Queen’s Walk, Southbank, London

Als wir vor zwei Jahren in London waren, spazierten wir am Ankunftstag am südlichen Themseufer entlang. Da kann man sich nicht verlaufen, also für den ersten Eindruck genau das richtige. Es war einer der ersten sehr warmen Tage, ein Freitag Mitte Mai, wir hatten den Eindruck, halb London und alle Touristen stehen vor den Pubs und trinken Bier. Das Themseufer ist, wie man sich vorstellen kann, recht dicht bebaut, und so waren wir überrascht und froh, auf diese schöne Allee zu stoßen: Ah – endlich kann man mal durchatmen.

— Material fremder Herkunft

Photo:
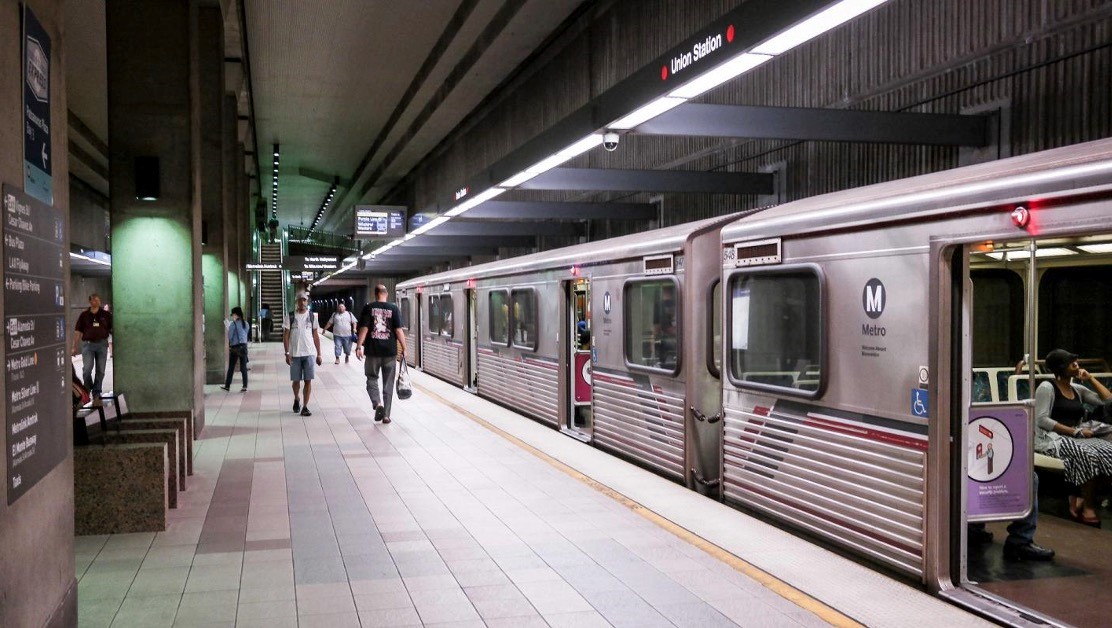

An den Bäumen hingen kleine Zettel, auf denen geschrieben stand, daß alle Bäume gefällt werden sollten, neben einer Internetadresse für weitere Informationen. Wieder zu Hause, recherchierte ich:

Die Stadt London hatte vor, hier als weitere Touristenattraktion eine Fußgängerbrücke aus Beton über die Themse zu bauen, die aufgrund der Begrünung „Garden Bridge“ heißen sollte. Weil man dafür Eintritt nehmen wollte, plante man ein großes Verwaltungs- und Kassengebäude, um die Touristenströme zu leiten, und dafür sollten die 38 Bäume gefällt und das bisher öffentlich zugängliche Gelände zugebaut werden.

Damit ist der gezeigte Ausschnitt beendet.